MILWAUKEE – Milwaukee Public Schools will freeze a supplemental pension for existing teachers effective July 1, 2013 – and end it for any teachers who join or re-join the district after that date – in a move expected to save the district $5 million in annual contributions beginning in the 2013-14 school year.
The move approved by the Milwaukee Board of School Directors last week will also reduce the district’s long-term obligations to pay for the plan by an estimated $20 million.
The change does not affect teachers’ primary Wisconsin Retirement System (WRS) pension.
The supplemental pension was created in 1982 – prior to the election of any current Board members and before the arrival of the current administration – to offset early retirement penalties in the WRS primary pension plan. Those penalties have since been significantly reduced, and in some cases, no longer exist. WRS has also since made other benefit enhancements and continues to be one of the most well-funded public pension systems in the country.
At the same time, the cost of the supplemental pension has ballooned. Unfunded legacy costs tied to the supplemental pension have doubled over the last 10 years, now standing at $133 million.
Teachers who already have earned benefits under the supplemental pension will not lose their earned benefits. Teachers who have already retired will not see benefits change. MPS would not be legally permitted to make such changes. The freeze also means that the supplemental teachers pension will be closed to teachers hired or rehired on or after July 1, 2013.
Ending the supplemental pension is expected to reduce that $133-million unfunded legacy cost by $20 million in the 2013-14 school year. It is also expected to reduce the district’s yearly pension contributions by an estimated $5 million starting in 2013-14.

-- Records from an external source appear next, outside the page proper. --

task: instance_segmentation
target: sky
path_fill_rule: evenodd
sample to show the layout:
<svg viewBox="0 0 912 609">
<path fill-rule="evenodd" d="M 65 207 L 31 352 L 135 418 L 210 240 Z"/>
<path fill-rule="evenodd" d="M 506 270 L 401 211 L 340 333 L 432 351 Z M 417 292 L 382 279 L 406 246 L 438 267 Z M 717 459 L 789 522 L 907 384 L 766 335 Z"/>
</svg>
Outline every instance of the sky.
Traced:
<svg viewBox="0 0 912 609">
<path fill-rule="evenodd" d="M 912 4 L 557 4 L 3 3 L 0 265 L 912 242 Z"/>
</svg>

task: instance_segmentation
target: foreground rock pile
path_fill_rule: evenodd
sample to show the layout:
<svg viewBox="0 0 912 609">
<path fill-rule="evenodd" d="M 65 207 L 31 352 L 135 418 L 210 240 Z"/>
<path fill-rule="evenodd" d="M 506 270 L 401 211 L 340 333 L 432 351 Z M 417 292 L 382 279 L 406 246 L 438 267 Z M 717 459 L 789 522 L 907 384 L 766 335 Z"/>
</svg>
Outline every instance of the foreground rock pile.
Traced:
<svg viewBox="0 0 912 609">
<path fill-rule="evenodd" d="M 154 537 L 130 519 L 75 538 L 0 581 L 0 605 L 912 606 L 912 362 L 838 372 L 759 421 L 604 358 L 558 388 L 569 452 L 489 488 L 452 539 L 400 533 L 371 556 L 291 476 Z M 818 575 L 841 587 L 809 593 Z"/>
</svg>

“We value our teachers. We want to compensate them for their hard work and we want to be able to attract the best and brightest new teachers as well, but this is something that has outlived its original purpose and something we can no longer afford,” Superintendent Gregory Thornton said.
He noted that MPS has already taken significant action to ensure financial stability, including building closures, re-bidding transportation contracts and requiring employees to contribute more toward the cost of benefits as their existing contracts expire. The district will continue to explore additional measures, Dr. Thornton said.